JOSÉ MANUEL GUTIÉRREZ | A CORUÑA
-¿Cuál cree que es la razón por la que se desarrollan tantas obras en colegios coruñeses durante este verano?
-No sé exactamente si en comparación con otros años hay más o menos obras, pero en el caso concreto de nuestro centro se está realizando la renovación total de la instalación eléctrica, que era una solicitud que habíamos hecho hace tiempo a las diferentes administraciones y que por fin se está haciendo este verano después de haberla pedido durante muchos años. De todas maneras, todavía quedan pendientes otras actuaciones, porque también llevamos tiempo pidiendo la renovación de la fachada y del tejado y todavía no la tenemos concedida.
-¿En todos los casos se trata de demandas muy antiguas de los centros?
-Los directores llevamos mucho tiempo diciendo que la inversión en instalaciones de los centros educativos debería ser mucho más fuerte. Hubo una época, a partir de la aprobación de la Ley Orgánica de Ordenación General del Sistema Educativo, en la que fue necesario construir nuevos centros, pero ahora llevamos una época en la que no se hacen y por lo tanto ese dinero debería destinarse al mantenimiento de los centros, ya que cada vez son más viejos y, por lógica, las instalaciones necesitan un mayor mantenimiento.
-¿Cuesta mucho convencer a la Administración para que se atiendan estas peticiones?
-Sí, los que llevamos tiempo en la dirección de centros sabemos que es una batalla continua y que hay que solicitarlo constantemente, con el agravante de que no está bien clara la línea que distingue lo que compete a la administración local y a la autonómica, de forma que esto es una fuente de conflictos. Cuando un director se dirige a una administración para decir que tiene un problema en el tejado, cada una de ellas le dice que le compete a la otra.
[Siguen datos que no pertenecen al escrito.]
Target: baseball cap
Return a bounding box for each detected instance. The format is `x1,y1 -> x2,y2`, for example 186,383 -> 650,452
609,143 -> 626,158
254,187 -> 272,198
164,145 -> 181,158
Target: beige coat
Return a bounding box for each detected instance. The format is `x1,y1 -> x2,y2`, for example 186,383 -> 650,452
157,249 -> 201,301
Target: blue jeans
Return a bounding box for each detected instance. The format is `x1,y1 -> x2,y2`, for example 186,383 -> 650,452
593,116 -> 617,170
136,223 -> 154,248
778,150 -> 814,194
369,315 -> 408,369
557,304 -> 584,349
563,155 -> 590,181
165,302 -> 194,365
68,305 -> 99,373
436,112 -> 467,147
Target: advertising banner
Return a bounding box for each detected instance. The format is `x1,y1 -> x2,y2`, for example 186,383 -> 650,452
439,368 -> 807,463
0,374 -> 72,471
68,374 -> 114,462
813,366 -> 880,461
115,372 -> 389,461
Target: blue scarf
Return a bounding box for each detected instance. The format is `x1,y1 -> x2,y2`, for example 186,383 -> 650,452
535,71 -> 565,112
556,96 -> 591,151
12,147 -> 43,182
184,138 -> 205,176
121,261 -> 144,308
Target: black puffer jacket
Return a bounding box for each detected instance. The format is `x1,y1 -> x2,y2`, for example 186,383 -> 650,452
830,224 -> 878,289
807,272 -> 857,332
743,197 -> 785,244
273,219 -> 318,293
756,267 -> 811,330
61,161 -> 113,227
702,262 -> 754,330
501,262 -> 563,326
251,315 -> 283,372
-La demora debe ser más preocupante cuando existe un riesgo para los alumnos, como en el caso de su centro con la instalación eléctrica.
-Cualquier instalación que tenga relación con la seguridad debe ser prioritaria. En el caso de las eléctricas, se hizo una revisión en los centros y se dijo que muchas de ellas no eran adecuadas, por lo que es evidente que debe ser una de las primeras cosas que deben abordarse, ya que está relacionado con la seguridad de las personas.
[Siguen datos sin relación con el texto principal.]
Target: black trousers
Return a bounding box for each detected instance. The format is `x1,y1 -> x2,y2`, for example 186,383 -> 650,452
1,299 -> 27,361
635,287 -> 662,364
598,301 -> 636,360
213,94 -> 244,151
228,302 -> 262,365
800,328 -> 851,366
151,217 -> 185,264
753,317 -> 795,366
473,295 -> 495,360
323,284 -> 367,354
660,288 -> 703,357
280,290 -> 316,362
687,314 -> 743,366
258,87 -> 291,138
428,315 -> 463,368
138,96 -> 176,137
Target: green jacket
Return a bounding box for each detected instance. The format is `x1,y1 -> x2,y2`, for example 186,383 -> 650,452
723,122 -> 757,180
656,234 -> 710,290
-¿Cuentan los directores con el apoyo de los padres para reclamar este tipo de obras?
-Totalmente. En mi caso puedo hablar de que a través de la directiva del APA y de la federación siempre han apoyado nuestras reivindicaciones. Quizás podrían hacer un poco más, al igual que el profesorado, pero nosotros estamos satisfechos con el apoyo de los padres.
-¿Hay preocupación porque las obras estén terminadas antes de que comience el curso?
-Claro. Aunque estamos de vacaciones, tenemos que ir por los centros cada cierto tiempo para hablar con la empresa que realiza las obras y la pregunta siempre es la misma: ¿el día 1 de septiembre estarán terminadas? En principio, esperamos que estén acabadas, pero no se pueden concentrar todas las obras en el verano. La preocupación existe en todos los centros y cuando son obras mayores no está asegurado que vayan a estar terminadas.